Nemuro Wine – 2009
A couple years back, I wrote about photographing the Nemuro wine bottle; which turned out to be a lot of fun because I was able to do it with only 2 lights. I received the 2009 vintage a few days ago. My first reaction after seeing the bottle was: “*%^$*!, black label on black bottle…”
Problem – dark objects are hard to lit; basically you don’t light it, you let it reflect what’s around it. I can solve the problem for the bottle itself by by placing flat glowing surfaces next to it (such as a reflector card). But black label it tricky to me: if I were to throw light on it, there will be too much specular reflection. The label will turn grey from the reflections (which is less interesting, at least to me); and it will be hard to read the label’s texts. Argh!!!
Anyway, first I got to reproduce the same setup as I did last time. Here is how it came out.
Not bad, but as I predicted; the label just doesn’t stand out. And look at all the reflections from the walls behind and around me! Argh!!! I can’t paint the wall black?! I can’t get rid of the walls!!! Or can I?
It turned out I can. I just have to make sure the light from behind the black board doesn’t spread out too wide (add a reflector); and block the reflections from above the bottle (dark foam board held by light stand with boom arm).
Much better. But where is the label? Actually, this is great. Darkness I can fix; but too much light or reflection is hard for me to remove. OK, let me throw some light on it.
Gosh… exactly as I thought. The dark foil turned grey; and lots of reflections on the label. Let me try narrowing down the light pattern with a grid. The light is now coming slightly from the right, and slightly angled down.
Much better, the reflections are mostly gone; but the light spot will have to be adjusted. Next throw in the background light with Rosco’s lavender filter. Now I got get the final image at the top of the post.

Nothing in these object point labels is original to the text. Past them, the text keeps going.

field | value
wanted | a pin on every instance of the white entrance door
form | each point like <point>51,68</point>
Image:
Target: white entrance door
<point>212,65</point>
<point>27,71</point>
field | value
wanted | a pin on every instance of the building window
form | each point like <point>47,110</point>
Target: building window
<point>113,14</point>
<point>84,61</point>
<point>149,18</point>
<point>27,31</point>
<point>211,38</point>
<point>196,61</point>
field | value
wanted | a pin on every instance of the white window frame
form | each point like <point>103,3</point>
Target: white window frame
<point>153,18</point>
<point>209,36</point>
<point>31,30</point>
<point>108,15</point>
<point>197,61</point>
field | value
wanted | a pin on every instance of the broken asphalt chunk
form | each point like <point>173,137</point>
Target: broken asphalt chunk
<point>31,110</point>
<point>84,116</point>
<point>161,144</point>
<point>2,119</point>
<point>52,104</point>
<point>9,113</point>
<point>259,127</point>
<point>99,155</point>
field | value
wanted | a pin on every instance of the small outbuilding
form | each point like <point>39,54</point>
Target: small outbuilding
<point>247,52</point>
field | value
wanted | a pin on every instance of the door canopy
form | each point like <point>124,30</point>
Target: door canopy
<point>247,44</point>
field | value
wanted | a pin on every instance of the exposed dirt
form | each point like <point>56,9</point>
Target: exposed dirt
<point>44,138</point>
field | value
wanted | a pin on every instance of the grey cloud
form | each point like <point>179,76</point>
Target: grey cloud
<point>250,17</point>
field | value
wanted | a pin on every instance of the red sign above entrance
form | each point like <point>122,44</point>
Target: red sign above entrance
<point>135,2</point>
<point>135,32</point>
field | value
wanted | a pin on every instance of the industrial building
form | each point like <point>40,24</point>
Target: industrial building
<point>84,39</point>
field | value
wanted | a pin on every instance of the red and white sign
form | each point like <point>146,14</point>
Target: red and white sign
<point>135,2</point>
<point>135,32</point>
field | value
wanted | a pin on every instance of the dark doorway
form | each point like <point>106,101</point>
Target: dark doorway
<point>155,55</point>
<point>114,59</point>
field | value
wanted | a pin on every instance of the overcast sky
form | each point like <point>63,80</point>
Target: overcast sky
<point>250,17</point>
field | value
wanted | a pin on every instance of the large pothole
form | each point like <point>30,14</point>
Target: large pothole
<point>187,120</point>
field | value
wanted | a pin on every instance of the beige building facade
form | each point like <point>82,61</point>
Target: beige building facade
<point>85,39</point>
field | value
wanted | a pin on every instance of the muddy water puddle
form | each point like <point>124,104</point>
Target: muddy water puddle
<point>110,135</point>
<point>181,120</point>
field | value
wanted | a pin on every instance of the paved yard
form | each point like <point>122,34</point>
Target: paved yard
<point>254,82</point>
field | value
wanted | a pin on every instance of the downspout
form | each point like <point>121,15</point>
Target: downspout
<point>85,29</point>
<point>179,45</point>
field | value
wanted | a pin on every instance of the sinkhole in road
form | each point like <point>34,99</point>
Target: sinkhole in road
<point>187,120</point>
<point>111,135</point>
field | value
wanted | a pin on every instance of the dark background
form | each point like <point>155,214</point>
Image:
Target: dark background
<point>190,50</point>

I love how the “根室” characters virtually glows out of the dark label.
Well… am I done? Should I just stop at the exact same image as before? Why? Let’s try difference composition. How about a glass?
Cool, much better product shot. Let me throw in the 2008 older vintage for a family reunion.
Now this was actually a lot harder than it seems. First, there was the black label to deal with; so I have to use a gridded light. Then, the 2008 label was a light color label; if I don’t have any light on, then it will be faded. If I put too much light on it, it will be too bright, which takes away the focus from 2009. So I have to use a even tighter grid (yes, another light), and feather the light across the label. I feathered it down so the light does not splash over the black label; this gives it a “down light” effect.
Next, group picture!!!
Notice how the 2008 is completely lit with the side reflector boards only. Actually, I like it better this way because it shows the curvature of the bottle on the label with the shadow down the middle.
Done? Well… there is one more thing I wanted to try. See, I am a sucker for bokeh (暈け). Not only I want to focus the light on only one bottle, I also want the other bottles to be out of focus. This is actually a lot harder to do when it comes to flash photography. I could open up the aperture, but the ambient light will start to affect the shot because the shutter speed is limited to 1/250 max. One way to solve this is to add a ND filter. This will cut down the light (and exposure) so I can open up the aperture without changing shutter speed. Out comes my 3-stop ND filter.
Everything should work, right? Well, not quite! The ND filter cut down so much ambient light, that the camera can’t auto-focus any more. So, un-screw the filter, focus, disable auto-focus, then put the ND filter back on. Voila!
Love it! Now there is no doubt who is the star of the show.
Here is my favorite. A tighter composition.
So much fun, so little time. By the time I was done, it was almost 3AM. Foolish, but worth it.